Going From Data Lakes to Oceans

Aggregating into data lakes is the solution of today — but are Federated Sources the solution of tomorrow?

TL;DR

Data lakes are considered to be a popular solution for uniting insights from ALL the organization’s data sources.

An emerging alternative is the federated data sources approach, which generates the same output with a fraction of the effort and cost — without the data duplication. In this post, we’ll explore the advantages and disadvantages of both options and where it may make sense for your team.

A perfect database. What If?

Imagine the perfect database. The best aspects of all databases types, combined into one — without limitations:

Unlimited data storage and processing you get with Hadoop, the fast query execution enjoyed with Redis or DynamoDB; lightning-fast CRUD (create, read, update delete); RDBMS capabilities like Joins, Unions and aggregation; support for structured and unstructured data; querying as if you’re using a data warehouse; with permissions configurable per table, column and row.

I’m not sure that even if such a super computing database existed, all of these capabilities could logically reside in one database. Anyway, it’ll be awhile before we get there. Until then, organizations are using multiple databases with different capabilities for different use cases.

But that comes with it’s own issues.

The problem

Two main issues arise from juggling data in multiple databases and database types. Because each database uses a different API/language, having different database types requires having experts at hand for each DB: IT/admin, DevOps, Application Developers. Backups and maintenance are different for each DB as well. More importantly is that the main resource of the organization — data — is distributed, duplicated, and cannot be aggregated for global insights in a clean, unified manner.

The data lake solution

The first solution, which has become a common buzzword over the past few years, is to build a data lake. The rationale for having a data lake is to bring all data into one place, where it can be queried using a single query engine.

However, the process to get it into the lake requires many ETL (Extract, Transform and Load) processes using tools like Airflow, AWS Glue, Google Cloud Dataflow, among others. During this process, data is often duplicated and not updated as frequently as needed. Every organization has its data graveyards — huge stores of data that no one knows about or doesn’t have the courage to delete. With data lakes, the graveyard’s size will multiply.

Lastly, ETL processes can raise security and regulation concerns, they have high maintenance and costs associated with them, and current lake solutions are provider-locked, allowing you access to data for some of their own services only.

The Federation solution

Federated Sources brings a new approach to the table. Each database processes and storing its own data as they were meant to. Data is not transferred out. Instead, there is one engine that can query multiple types of databases and seamlessly merge the results.

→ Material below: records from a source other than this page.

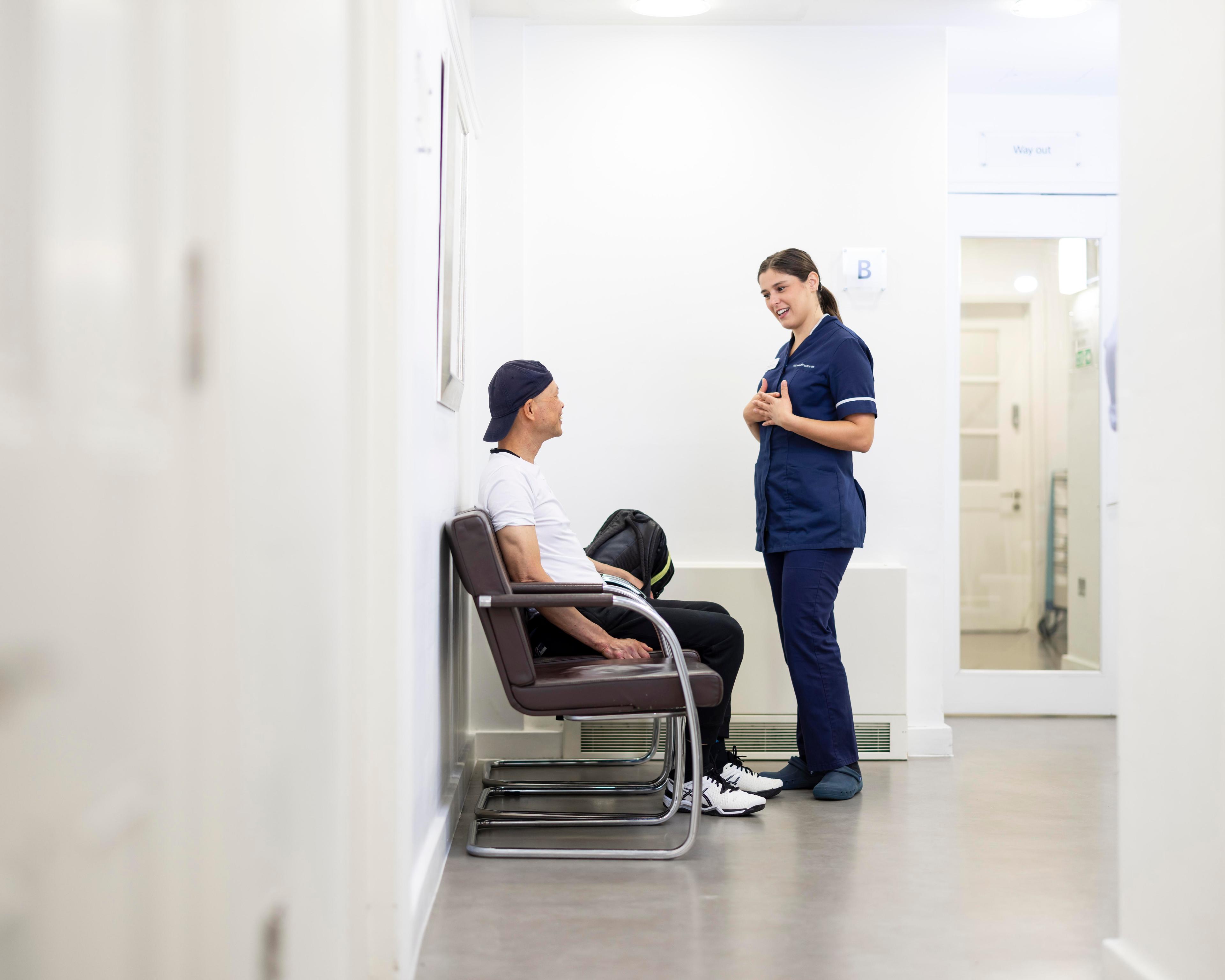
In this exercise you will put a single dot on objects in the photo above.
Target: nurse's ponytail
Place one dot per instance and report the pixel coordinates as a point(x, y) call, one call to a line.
point(799, 264)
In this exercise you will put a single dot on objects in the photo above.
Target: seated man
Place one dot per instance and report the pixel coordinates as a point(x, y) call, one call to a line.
point(538, 546)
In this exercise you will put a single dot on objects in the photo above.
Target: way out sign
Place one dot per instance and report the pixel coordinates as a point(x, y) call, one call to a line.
point(864, 269)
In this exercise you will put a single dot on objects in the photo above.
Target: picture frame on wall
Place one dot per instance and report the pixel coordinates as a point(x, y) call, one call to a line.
point(452, 244)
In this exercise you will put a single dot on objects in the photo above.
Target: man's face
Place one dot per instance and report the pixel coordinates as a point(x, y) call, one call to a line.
point(544, 411)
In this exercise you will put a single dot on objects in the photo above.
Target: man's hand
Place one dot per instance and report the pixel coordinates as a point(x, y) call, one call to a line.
point(624, 650)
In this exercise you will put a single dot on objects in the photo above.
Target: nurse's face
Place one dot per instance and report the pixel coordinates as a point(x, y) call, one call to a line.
point(791, 301)
point(547, 412)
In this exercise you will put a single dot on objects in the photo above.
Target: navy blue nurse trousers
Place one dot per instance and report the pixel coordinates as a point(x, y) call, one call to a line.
point(805, 585)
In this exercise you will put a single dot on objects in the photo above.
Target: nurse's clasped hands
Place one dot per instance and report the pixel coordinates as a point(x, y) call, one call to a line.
point(771, 407)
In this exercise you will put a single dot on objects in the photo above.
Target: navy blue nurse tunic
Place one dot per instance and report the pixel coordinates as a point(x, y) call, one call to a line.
point(812, 514)
point(806, 493)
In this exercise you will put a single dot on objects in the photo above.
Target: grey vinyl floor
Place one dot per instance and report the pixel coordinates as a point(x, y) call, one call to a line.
point(996, 864)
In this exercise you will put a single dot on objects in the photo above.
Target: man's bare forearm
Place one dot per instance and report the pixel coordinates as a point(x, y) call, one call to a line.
point(575, 624)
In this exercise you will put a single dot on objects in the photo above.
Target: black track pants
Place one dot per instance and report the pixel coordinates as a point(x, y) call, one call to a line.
point(704, 628)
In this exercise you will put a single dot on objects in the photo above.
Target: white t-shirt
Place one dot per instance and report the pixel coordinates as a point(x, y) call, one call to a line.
point(515, 494)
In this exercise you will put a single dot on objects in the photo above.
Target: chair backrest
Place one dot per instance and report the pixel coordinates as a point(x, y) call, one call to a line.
point(479, 563)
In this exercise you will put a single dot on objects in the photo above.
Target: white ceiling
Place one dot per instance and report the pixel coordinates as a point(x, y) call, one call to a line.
point(990, 51)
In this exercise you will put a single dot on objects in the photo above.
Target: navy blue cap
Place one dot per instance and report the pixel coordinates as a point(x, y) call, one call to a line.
point(514, 384)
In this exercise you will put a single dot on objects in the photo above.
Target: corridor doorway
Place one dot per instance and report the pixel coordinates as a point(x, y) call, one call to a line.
point(1029, 455)
point(1033, 493)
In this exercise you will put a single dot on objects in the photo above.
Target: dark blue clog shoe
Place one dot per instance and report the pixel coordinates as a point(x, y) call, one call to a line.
point(796, 775)
point(838, 784)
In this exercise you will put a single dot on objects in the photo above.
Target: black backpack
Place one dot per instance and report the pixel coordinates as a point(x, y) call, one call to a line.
point(633, 541)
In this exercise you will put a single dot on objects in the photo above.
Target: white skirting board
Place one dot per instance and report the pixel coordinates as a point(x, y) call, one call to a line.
point(755, 737)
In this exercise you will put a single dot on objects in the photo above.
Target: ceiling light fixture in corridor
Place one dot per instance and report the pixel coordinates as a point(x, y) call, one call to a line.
point(1049, 8)
point(671, 8)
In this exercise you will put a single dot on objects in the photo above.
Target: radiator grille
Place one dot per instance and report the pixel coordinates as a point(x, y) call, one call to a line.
point(776, 739)
point(628, 738)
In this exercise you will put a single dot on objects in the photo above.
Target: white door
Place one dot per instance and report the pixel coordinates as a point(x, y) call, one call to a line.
point(996, 548)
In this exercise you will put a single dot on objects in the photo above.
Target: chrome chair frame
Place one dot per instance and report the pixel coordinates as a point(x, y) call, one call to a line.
point(487, 818)
point(586, 764)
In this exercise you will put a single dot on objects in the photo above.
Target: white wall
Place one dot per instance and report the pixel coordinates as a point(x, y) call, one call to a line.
point(430, 459)
point(1171, 718)
point(221, 591)
point(656, 179)
point(495, 293)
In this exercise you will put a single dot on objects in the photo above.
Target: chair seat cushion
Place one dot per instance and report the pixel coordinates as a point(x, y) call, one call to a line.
point(587, 687)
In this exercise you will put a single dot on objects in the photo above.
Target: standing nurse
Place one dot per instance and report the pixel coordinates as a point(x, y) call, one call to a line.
point(815, 407)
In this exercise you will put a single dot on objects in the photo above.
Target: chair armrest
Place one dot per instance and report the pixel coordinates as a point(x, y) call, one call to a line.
point(551, 589)
point(561, 598)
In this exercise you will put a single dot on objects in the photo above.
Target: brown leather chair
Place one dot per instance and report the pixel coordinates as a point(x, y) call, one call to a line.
point(669, 689)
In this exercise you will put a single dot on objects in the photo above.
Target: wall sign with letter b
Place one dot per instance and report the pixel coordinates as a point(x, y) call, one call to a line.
point(864, 269)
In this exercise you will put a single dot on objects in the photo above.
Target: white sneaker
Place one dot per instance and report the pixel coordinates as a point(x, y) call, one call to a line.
point(717, 798)
point(739, 776)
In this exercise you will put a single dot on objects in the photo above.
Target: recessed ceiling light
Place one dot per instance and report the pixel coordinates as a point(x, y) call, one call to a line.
point(671, 8)
point(1049, 8)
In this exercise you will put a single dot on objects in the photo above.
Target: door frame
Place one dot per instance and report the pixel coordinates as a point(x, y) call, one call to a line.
point(1031, 691)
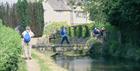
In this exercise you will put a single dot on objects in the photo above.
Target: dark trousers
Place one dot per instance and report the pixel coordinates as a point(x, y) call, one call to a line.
point(65, 38)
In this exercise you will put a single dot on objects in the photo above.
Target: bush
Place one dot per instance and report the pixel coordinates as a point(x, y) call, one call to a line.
point(10, 49)
point(55, 26)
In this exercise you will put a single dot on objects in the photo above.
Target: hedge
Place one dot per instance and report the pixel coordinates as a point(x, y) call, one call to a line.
point(10, 49)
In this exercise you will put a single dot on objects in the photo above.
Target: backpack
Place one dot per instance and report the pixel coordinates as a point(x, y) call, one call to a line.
point(27, 37)
point(62, 32)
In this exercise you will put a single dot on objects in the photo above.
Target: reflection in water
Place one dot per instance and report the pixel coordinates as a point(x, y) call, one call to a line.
point(98, 64)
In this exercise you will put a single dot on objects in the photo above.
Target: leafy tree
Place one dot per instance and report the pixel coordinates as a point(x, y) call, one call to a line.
point(22, 10)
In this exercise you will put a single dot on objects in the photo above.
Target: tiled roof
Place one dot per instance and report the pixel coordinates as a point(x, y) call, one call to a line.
point(59, 5)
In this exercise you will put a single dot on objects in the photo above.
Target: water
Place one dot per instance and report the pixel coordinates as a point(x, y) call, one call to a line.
point(97, 64)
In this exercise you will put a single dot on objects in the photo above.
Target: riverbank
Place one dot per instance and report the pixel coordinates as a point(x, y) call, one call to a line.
point(45, 61)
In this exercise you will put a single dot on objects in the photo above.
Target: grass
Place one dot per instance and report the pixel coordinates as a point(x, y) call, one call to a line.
point(45, 62)
point(22, 65)
point(41, 63)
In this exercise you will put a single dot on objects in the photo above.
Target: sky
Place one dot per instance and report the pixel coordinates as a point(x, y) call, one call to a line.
point(9, 1)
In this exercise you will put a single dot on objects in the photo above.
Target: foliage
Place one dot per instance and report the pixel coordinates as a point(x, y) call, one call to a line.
point(123, 15)
point(22, 10)
point(54, 28)
point(10, 49)
point(23, 13)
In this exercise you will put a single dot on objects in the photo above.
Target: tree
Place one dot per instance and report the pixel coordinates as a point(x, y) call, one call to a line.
point(23, 15)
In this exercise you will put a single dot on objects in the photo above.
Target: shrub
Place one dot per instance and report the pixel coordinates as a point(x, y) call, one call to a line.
point(10, 49)
point(55, 26)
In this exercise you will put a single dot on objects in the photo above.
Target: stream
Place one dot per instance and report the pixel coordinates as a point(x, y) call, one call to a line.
point(85, 63)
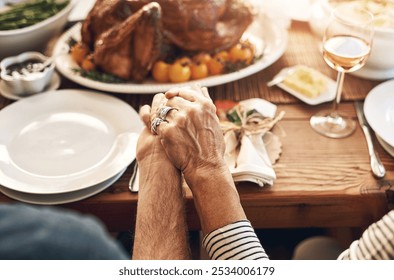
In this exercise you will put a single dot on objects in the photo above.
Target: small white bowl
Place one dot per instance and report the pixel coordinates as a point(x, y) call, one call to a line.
point(30, 83)
point(34, 37)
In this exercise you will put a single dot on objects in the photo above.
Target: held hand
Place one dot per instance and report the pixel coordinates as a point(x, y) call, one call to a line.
point(190, 134)
point(149, 148)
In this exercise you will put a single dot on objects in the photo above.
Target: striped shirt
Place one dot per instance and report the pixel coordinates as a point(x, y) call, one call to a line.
point(376, 243)
point(236, 241)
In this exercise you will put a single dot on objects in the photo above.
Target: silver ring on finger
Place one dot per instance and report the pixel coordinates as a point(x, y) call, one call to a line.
point(155, 123)
point(163, 111)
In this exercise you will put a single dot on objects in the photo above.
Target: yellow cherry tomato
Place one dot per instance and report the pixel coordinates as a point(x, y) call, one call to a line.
point(241, 52)
point(179, 73)
point(160, 71)
point(223, 55)
point(198, 70)
point(215, 66)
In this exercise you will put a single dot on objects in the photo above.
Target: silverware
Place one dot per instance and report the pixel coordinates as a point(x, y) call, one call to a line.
point(376, 165)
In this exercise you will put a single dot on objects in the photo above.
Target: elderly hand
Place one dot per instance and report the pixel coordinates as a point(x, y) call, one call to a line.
point(149, 148)
point(190, 134)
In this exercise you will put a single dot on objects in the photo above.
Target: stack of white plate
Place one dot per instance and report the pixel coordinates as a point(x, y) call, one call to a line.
point(63, 146)
point(379, 112)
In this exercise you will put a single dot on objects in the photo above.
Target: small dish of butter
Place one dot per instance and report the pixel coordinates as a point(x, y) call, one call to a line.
point(307, 84)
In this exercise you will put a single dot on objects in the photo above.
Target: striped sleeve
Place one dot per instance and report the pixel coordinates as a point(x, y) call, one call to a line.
point(376, 243)
point(236, 241)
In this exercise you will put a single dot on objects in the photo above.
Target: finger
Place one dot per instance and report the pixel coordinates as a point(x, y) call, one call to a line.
point(158, 101)
point(205, 92)
point(145, 115)
point(186, 93)
point(178, 103)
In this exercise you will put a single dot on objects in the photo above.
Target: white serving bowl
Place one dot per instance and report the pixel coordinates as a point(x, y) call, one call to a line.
point(380, 64)
point(32, 83)
point(34, 37)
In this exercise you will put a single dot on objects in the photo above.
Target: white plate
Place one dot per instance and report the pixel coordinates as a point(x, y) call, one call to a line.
point(81, 10)
point(66, 140)
point(53, 199)
point(266, 36)
point(327, 95)
point(6, 91)
point(379, 110)
point(374, 74)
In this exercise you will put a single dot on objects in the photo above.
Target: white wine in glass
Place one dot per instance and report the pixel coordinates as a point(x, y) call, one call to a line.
point(347, 44)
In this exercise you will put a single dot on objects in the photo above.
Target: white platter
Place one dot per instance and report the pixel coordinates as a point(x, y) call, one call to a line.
point(379, 110)
point(327, 95)
point(6, 91)
point(61, 198)
point(269, 39)
point(66, 140)
point(374, 74)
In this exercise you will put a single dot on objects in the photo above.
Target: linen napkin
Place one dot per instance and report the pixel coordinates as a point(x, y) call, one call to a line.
point(246, 154)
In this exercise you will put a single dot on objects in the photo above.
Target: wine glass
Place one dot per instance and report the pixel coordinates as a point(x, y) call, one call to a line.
point(346, 46)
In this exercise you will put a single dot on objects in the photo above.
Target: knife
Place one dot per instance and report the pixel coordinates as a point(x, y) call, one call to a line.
point(376, 165)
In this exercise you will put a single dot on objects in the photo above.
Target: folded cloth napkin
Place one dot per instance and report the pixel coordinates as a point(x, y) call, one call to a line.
point(246, 154)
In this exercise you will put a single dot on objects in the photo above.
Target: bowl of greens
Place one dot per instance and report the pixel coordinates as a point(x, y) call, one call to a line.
point(30, 25)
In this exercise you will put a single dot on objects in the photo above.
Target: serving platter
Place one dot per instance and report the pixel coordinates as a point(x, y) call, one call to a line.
point(379, 111)
point(60, 198)
point(327, 95)
point(65, 140)
point(269, 39)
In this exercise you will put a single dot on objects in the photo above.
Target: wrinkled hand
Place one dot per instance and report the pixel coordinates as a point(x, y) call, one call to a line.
point(191, 137)
point(149, 148)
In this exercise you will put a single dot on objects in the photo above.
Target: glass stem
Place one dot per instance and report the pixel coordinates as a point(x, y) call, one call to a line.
point(337, 100)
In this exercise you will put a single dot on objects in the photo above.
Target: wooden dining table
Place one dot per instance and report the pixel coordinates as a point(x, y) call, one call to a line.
point(321, 182)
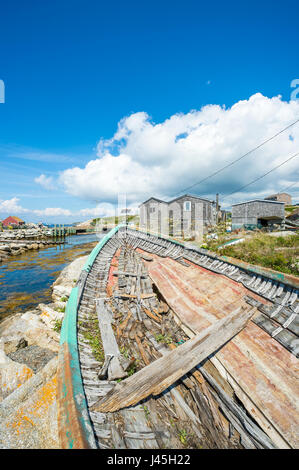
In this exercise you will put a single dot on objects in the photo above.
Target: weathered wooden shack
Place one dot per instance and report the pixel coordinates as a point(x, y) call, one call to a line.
point(184, 216)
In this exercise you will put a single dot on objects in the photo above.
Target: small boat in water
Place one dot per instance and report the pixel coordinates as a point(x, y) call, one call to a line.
point(166, 346)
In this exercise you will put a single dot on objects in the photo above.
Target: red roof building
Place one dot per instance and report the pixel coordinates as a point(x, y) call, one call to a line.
point(13, 221)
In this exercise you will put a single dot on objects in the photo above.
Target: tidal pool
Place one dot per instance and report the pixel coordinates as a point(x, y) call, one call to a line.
point(25, 280)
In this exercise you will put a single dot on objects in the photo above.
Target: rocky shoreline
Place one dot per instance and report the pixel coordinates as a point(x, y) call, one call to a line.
point(29, 345)
point(17, 247)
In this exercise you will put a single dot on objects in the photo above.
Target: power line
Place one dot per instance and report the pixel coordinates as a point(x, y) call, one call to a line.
point(285, 189)
point(237, 160)
point(260, 177)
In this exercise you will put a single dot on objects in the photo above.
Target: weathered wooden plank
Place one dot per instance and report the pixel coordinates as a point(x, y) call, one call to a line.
point(112, 365)
point(165, 371)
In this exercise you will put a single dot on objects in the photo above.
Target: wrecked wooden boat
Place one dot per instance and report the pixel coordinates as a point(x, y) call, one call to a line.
point(168, 346)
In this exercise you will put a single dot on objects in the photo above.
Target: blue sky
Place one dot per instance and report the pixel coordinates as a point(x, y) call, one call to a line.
point(73, 70)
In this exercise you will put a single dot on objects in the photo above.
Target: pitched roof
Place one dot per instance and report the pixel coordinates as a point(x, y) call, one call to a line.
point(176, 199)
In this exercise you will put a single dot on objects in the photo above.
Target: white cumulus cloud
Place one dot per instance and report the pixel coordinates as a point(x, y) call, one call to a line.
point(11, 206)
point(45, 181)
point(146, 159)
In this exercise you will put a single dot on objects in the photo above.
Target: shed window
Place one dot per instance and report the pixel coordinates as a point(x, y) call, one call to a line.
point(187, 206)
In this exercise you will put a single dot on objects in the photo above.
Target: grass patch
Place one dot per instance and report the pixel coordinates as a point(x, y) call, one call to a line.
point(278, 253)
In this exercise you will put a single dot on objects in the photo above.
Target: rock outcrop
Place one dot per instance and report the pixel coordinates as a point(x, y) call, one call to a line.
point(29, 344)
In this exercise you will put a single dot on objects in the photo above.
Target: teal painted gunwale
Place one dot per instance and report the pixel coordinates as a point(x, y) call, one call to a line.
point(69, 327)
point(68, 338)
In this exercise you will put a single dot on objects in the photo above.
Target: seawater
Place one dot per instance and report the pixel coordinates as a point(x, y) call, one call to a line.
point(25, 280)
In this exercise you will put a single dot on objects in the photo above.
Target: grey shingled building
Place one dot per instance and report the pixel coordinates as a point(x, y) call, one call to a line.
point(257, 214)
point(184, 216)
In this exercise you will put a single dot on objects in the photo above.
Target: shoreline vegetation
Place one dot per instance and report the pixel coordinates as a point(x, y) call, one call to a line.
point(273, 251)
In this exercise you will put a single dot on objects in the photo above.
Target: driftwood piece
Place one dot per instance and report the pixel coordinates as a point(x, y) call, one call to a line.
point(113, 366)
point(151, 315)
point(162, 373)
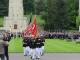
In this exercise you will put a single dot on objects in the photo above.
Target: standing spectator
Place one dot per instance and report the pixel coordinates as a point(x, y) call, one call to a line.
point(5, 39)
point(1, 47)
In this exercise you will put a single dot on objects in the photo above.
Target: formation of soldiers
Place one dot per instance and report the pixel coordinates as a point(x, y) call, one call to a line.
point(5, 37)
point(33, 46)
point(63, 35)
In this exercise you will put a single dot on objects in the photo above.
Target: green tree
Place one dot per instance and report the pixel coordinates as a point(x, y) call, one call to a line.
point(28, 6)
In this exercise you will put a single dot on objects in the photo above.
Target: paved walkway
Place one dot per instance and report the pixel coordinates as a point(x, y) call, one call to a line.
point(48, 56)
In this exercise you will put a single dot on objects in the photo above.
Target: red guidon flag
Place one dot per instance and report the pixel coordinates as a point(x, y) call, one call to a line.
point(34, 27)
point(31, 28)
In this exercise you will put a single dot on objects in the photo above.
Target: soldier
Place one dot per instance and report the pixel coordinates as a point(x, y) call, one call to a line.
point(1, 47)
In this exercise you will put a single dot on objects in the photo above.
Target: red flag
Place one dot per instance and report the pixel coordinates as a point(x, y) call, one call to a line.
point(34, 27)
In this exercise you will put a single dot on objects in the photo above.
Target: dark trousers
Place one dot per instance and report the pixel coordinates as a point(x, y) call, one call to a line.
point(6, 52)
point(2, 57)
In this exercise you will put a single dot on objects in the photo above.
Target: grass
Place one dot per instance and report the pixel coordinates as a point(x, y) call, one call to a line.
point(51, 46)
point(1, 21)
point(15, 45)
point(39, 19)
point(57, 45)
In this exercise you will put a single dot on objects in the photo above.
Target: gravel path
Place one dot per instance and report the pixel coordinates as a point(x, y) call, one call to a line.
point(48, 56)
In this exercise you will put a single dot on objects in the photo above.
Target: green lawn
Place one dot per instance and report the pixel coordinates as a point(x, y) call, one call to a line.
point(1, 21)
point(51, 45)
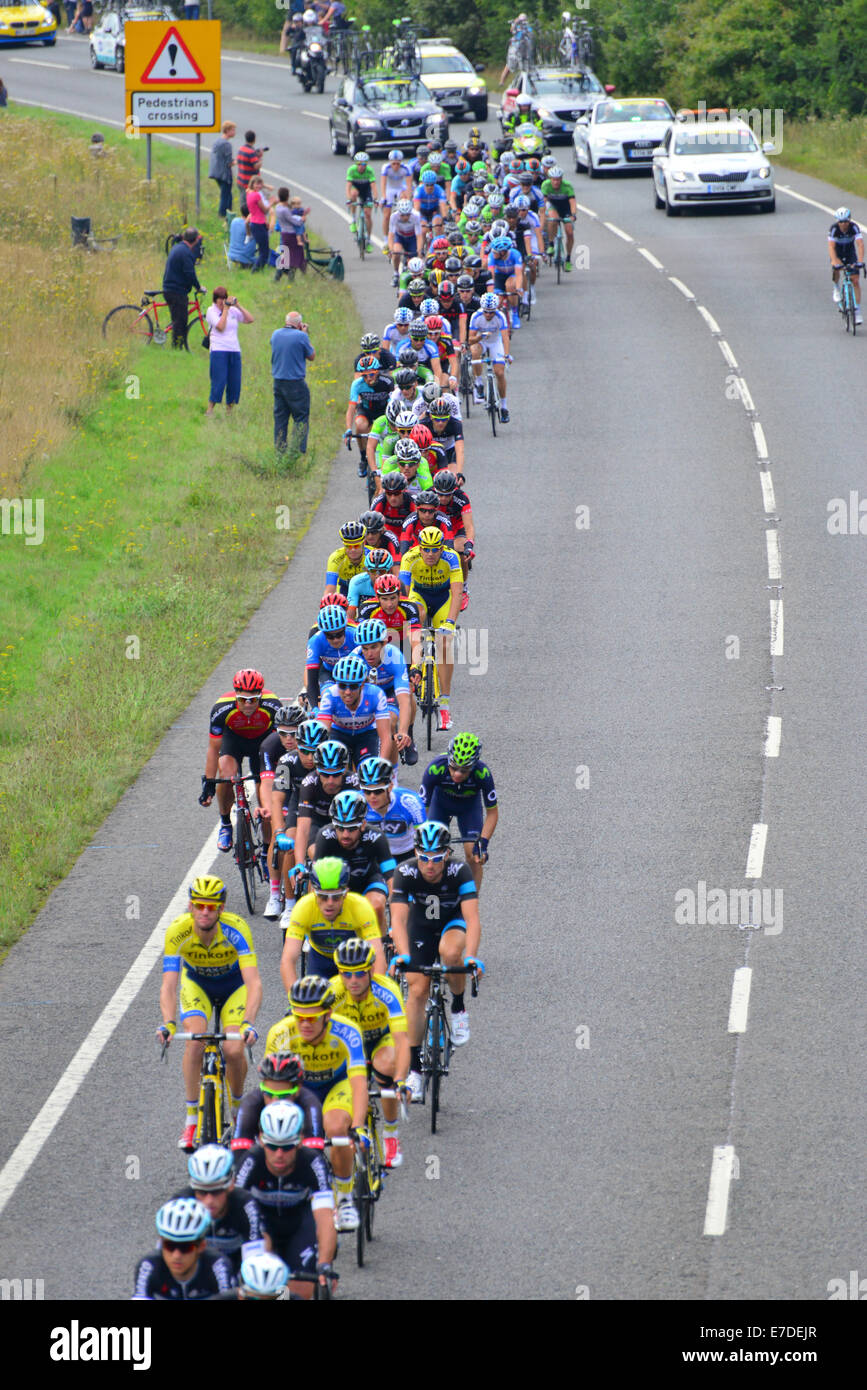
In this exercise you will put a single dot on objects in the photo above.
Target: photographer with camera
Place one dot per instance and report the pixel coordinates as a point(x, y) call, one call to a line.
point(223, 317)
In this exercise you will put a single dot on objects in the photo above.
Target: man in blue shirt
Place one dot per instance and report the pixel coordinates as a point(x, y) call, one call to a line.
point(291, 350)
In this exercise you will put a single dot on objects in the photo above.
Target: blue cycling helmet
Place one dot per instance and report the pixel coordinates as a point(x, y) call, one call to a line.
point(349, 808)
point(332, 619)
point(350, 670)
point(371, 630)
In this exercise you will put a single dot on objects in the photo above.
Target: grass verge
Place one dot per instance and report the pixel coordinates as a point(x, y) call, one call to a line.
point(163, 528)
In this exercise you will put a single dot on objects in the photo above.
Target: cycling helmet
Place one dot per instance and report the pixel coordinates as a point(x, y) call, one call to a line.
point(431, 837)
point(331, 619)
point(310, 994)
point(207, 888)
point(211, 1168)
point(421, 435)
point(349, 670)
point(281, 1066)
point(375, 772)
point(329, 875)
point(352, 533)
point(331, 756)
point(431, 538)
point(406, 451)
point(310, 736)
point(182, 1218)
point(354, 954)
point(445, 483)
point(282, 1123)
point(249, 681)
point(371, 630)
point(264, 1275)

What are the important features of an engine capable of querying federated sources?

This engine must have three important characteristics:

One common API or language to query the database (SQL?)
A mechanism that can unify all the data from disparate sources so it can be queried and aggregated.
The security, governance, and auditing controls one has with a data lake solution.

Two important notes about federation:

Performance isn’t the main benefit of this approach. If your output requires specific capabilities, load the data into the relevant data engine (BigQuery, DynamoDB, etc.) and use it there. But if you need to get business logic from multiple database types, federation will do the job for you.Business logic output will always be relatively small. For example, the DWH will do what it does best and respond with the aggregated output to this new engine, which will be able to join/merge/union the results with other database outputs in order to help with important business insights.

This federation engine will also have to have integrations to each database which implements each API, translate data formats so they can be merged/joined with other results, and expose one common (SQL) syntax to query all these databases.

Who is investing in federated solutions?

Google BigQuery is investing some effort in the direction of federated sources, with a caveat — Google-only services (and only three, as of now). They sometimes refer to it as federation, and sometimes “external data sources”. In their case, BigQuery acts as the federation engine and SQL is the common syntax used. You can query external resources: Cloud BigTable, Cloud Storage, and Google Drive. The data sources can be MySQL tables or file types like ORC and Parquet.

Amazon AWS also invests in the federation approach with a new project called “PartiQL”. It enables unified query access across multiple data stores and data formats by separating the syntax and semantics of a query from the underlying format of the data or the data store that is being accessed — and it is open source.

Wrapping up

While federated querying has its obvious advantages over data lakes, the solutions out there today aren’t complete.

Once we can use SQL syntax to query any data source while being able to Join, Union, and aggregate the outputs in a single command line, then we’ll have a complete solution.

It’ll look something like this:

select * from
bigqueryTable as bqt join
dynamoTable as dt join
facebookApi as fbt join
logfiles as lt
where ….
group by …

At superQuery, we believe that this “complete” engine is possible, and are building for it — we call it “Data Alloy”.